Creo que Portocarrero tiene grandes momentos como pintor. Pienso en los interiores del Cerro, su pintura religiosa, sean cuadros de ángeles y de la Virgen o su serie de catedrales. Lo que sucede es que se repite mucho, como casi todos los pintores cubanos de esa generación. Cae en una decoración excesiva. Creo que Milián es un pintor más profundo, con un tono trágico, existencial.

¿De qué hablaban cuando los visitabas?

De pintura y de poesía, de mística y de la vida en Cuba. Milián le echaba en cara a Portocarrero que colaboraba con el Gobierno, y él se sentía como asqueado, arrepentido a veces, pero seguía. Eran un viejo matrimonio, que se atormentaban mutuamente. Cuando los fui a ver para despedirme, recibieron mi noticia con tristeza. Milián hasta me dijo que ojalá y ellos se pudieran ir conmigo.

Portocarrero no era un místico, pero sí un visionario, un hombre que tenía su intuición sobre su pintura, que sabía que había algo más allá del mundo de la materia. Su mejor pintura presenta esto, una especie de alegría de estar vivo que es espiritual. Milián es otra cosa, más oscura. No olvides que su tormento lo llevó al suicidio.

¿Cuándo es que tomas tu pintura de forma más deliberada y consistentemente?

Vuelvo a la pintura durante mi exilio en Puerto Rico. Pero debo decirte que lo que de verdad me impactó a tomar mi pintura con seriedad fue mi encuentro con Gina Pellón en París. Le tengo mucho aprecio y la admiro mucho. Le mostré mis trabajos y ella me dijo que tenía que dedicarme con intensidad a mi pintura, que era buena pero que yo tenía el deber de desarrollarla. Y eso he tratado de hacer.

¿Cuáles son tus influencias pictóricas, los artistas que estudias?

Fra Angélico, que lo tiene todo, forma y contenido. La elegancia de Botticelli. Los dibujos de Leonardo. La composición de Brueghel. Los españoles del Siglo de Oro, sobre todo Velázquez y Zurbarán. Turner. Gauguin, cuyo colorido y sensualidad es una manera de ser espiritual, aunque era un tipo narcisista e irresponsable. Matisse y Mondrian —tú y yo hemos pasado horas estudiando sus telas en el MoMA—. Rothko, la primera obra de Rauschenberg, y un pintor al que visito y me aconseja: Joseph Marioni.

¿Y de la plástica cubana?

Hay telas de Fidelio Ponce, de Carlos Enríquez y de Amelia Peláez que son muy buenas. Wifredo Lam —otro pintor detestable como persona— pero con una dinámica y poética única.
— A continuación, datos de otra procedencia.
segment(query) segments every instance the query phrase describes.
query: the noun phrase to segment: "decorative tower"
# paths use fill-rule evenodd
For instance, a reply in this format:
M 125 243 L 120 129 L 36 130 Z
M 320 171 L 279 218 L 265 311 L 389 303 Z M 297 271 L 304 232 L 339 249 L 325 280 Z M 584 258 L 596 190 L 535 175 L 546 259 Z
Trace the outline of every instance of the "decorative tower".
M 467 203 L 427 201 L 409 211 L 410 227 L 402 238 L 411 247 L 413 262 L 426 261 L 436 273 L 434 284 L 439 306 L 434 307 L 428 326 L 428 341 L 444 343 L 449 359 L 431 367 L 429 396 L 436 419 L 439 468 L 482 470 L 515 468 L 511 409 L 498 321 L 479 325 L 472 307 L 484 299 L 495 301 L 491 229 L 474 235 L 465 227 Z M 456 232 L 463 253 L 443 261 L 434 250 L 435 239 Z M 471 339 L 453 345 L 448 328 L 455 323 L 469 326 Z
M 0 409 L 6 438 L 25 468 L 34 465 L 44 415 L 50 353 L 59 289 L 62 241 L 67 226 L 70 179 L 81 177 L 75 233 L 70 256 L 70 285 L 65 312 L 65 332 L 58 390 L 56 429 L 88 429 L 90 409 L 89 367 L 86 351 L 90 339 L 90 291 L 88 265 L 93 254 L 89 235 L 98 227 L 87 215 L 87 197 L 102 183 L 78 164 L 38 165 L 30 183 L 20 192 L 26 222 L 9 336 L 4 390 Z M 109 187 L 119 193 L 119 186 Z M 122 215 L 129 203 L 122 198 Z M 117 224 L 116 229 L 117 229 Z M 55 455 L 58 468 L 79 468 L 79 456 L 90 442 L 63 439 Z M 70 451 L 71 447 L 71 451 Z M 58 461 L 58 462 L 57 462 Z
Gran grabador también. Dirube, que fue mi maestro. Portocarrero y Milián. La pintura de Guido Llinás y Consuegra hasta principio de los 60. Gina Pellón. Hay mucho que aprender, mucho que mirar y dar gracias.

¿Cómo definirías lo que quieres lograr en tu pintura?

Que el papel o el lienzo reciban el viaje de la luz desde el amanecer hasta el atardecer. En estos cambios de luz trato de producir formas que transmitan el sentido interior y exterior del mundo, con los cuales el mundo del espectador pueda conectarse. Las formas se disuelven, la luz se vuelve línea, la luz vuela.